Blockchain, together with artificial intelligence, machine learning, robotics, and virtual and augmented reality, have the potential to deliver disruptive outcomes and reshape digital business in 2018, according to the list of top IT predictions for 2018 published by Dimension Data, a leading systems integrator.
The top trend for the coming year is the adoption of blockchain - the technology behind Bitcoin - and its immense potential to disrupt and transform the world of money, business, and society using a variety of applications.
Ettienne Reinecke, Dimension Data’s Group Chief Technology Officer, says blockchain has gone from strength to strength.

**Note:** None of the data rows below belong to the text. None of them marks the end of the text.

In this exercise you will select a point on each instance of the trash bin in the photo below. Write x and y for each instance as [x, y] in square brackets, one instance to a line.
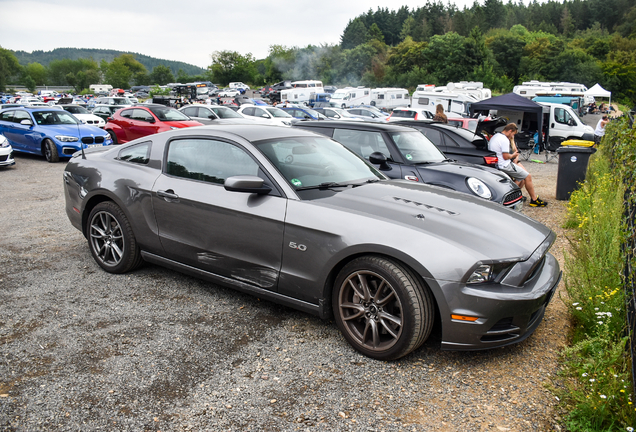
[572, 169]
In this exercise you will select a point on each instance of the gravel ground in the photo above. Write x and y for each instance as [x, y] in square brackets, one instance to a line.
[82, 349]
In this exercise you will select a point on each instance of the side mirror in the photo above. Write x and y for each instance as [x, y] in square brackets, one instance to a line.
[246, 183]
[378, 158]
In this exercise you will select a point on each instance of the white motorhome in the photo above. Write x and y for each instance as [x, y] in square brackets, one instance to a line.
[530, 89]
[389, 97]
[302, 91]
[473, 88]
[457, 103]
[351, 96]
[561, 121]
[101, 88]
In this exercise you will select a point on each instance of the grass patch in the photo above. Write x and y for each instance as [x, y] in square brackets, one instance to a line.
[598, 385]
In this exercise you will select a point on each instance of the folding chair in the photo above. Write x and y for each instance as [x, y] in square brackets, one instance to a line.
[525, 144]
[551, 148]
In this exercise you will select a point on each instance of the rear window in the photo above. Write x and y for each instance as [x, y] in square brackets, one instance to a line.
[404, 114]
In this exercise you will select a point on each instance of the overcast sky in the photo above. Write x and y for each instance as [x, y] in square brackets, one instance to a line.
[188, 31]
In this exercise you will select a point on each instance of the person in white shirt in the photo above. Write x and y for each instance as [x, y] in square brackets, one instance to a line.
[500, 143]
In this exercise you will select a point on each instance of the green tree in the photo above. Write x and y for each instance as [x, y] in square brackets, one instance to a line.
[355, 34]
[37, 72]
[9, 67]
[161, 75]
[228, 66]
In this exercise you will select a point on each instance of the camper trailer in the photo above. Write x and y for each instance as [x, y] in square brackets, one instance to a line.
[351, 96]
[472, 88]
[302, 91]
[456, 103]
[389, 97]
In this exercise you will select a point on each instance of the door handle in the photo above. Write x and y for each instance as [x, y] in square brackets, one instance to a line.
[168, 195]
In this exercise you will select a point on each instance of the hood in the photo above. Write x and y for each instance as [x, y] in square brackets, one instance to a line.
[483, 229]
[182, 123]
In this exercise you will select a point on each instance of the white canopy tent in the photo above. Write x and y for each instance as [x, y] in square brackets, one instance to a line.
[598, 91]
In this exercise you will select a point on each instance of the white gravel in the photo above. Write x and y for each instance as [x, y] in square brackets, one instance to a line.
[81, 349]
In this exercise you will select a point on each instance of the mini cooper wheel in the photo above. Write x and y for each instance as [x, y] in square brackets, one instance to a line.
[382, 309]
[111, 239]
[50, 151]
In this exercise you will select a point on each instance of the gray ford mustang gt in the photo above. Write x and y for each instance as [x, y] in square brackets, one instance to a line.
[296, 218]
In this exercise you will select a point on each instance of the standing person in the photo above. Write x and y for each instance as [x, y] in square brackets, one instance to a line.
[600, 129]
[439, 114]
[500, 143]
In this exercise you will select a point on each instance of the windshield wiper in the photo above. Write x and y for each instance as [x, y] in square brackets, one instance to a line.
[325, 185]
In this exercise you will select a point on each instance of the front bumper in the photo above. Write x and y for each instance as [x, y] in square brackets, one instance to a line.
[506, 314]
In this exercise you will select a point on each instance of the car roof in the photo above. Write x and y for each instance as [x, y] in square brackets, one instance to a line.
[368, 126]
[250, 132]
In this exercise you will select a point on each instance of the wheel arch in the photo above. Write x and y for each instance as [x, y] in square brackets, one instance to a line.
[409, 263]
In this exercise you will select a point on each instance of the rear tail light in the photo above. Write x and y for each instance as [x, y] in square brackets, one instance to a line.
[490, 160]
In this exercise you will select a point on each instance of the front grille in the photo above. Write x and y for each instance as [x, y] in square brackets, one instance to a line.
[513, 197]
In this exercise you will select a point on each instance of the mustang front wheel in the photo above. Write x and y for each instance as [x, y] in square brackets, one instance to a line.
[382, 309]
[111, 239]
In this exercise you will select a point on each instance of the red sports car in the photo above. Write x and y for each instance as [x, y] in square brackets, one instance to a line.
[135, 122]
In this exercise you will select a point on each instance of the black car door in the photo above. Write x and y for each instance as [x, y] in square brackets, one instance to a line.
[232, 234]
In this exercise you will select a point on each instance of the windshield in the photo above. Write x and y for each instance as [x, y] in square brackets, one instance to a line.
[416, 148]
[76, 110]
[168, 114]
[277, 112]
[308, 162]
[223, 112]
[56, 117]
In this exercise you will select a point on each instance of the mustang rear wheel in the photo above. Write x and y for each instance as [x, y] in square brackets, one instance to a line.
[50, 151]
[111, 239]
[382, 309]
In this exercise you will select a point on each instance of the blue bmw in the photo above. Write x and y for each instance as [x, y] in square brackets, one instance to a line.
[50, 132]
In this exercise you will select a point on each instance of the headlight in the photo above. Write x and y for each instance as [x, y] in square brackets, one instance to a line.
[478, 187]
[481, 274]
[66, 138]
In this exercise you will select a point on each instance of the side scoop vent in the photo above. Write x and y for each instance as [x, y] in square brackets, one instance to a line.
[426, 206]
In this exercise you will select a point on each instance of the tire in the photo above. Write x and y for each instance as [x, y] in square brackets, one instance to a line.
[50, 151]
[111, 239]
[391, 317]
[113, 136]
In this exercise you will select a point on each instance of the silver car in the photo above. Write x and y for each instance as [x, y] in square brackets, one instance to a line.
[296, 218]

Reinecke predicts that blockchain will also deliver on the promise of Internet of Things (IoT) in the year ahead. “In the world of IoT you’re generating millions of small transactions that are being collected from a distributed set of sensors. It’s not feasible to operate these systems using a centralised transactional model: it’s too slow, expensive, and exclusive. To extract the true value from IoT technology you have to be able to operate in real time. Once a sensor alert is received from a control system you must react to it, meter it, and bill for it instantly – all of which negates the viability of a centralised transactional authority. The cost of the transaction has to be near-zero or free, and the cost elements of a centralised model simply don’t support the potential business model in IoT,” he explains.
In 2018, some interesting applications of blockchain and IoT in the area of cybersecurity will emerge. Significant attacks have recently been launched from low-cost IoT endpoints, and there’s very little incentive for manufacturers of these devices to incur the cost of a security stack, which leaves them extremely vulnerable. Blockchain can play a fundamental role in securing these environments.
Another exciting trend to look forward to is the boom in new wireless technologies that will enable IoT and bring us a step closer to the dream of pervasive connectivity. Some of these advancements will include 5G and Gbps Wi-Fi, new controls, virtual beacon technology, and low power, long distance radio frequency. There’s also a “digital fight-back” coming on the part of certain incumbent players. Established businesses that have proactively transformed into digital businesses, modernised their architectures, and embedded high levels of automation into their operations have a window of opportunity to claw back market share in the year ahead. That’s because there’s been an increase in the number of cloud-born start-ups themselves starting to be disrupted in certain industries.
“I predict that a number of digitally transformed incumbents will successfully start reclaiming their markets because they have more credibility, longer histories, an established customer base, and assets that can stand the test of time,” says Reinecke.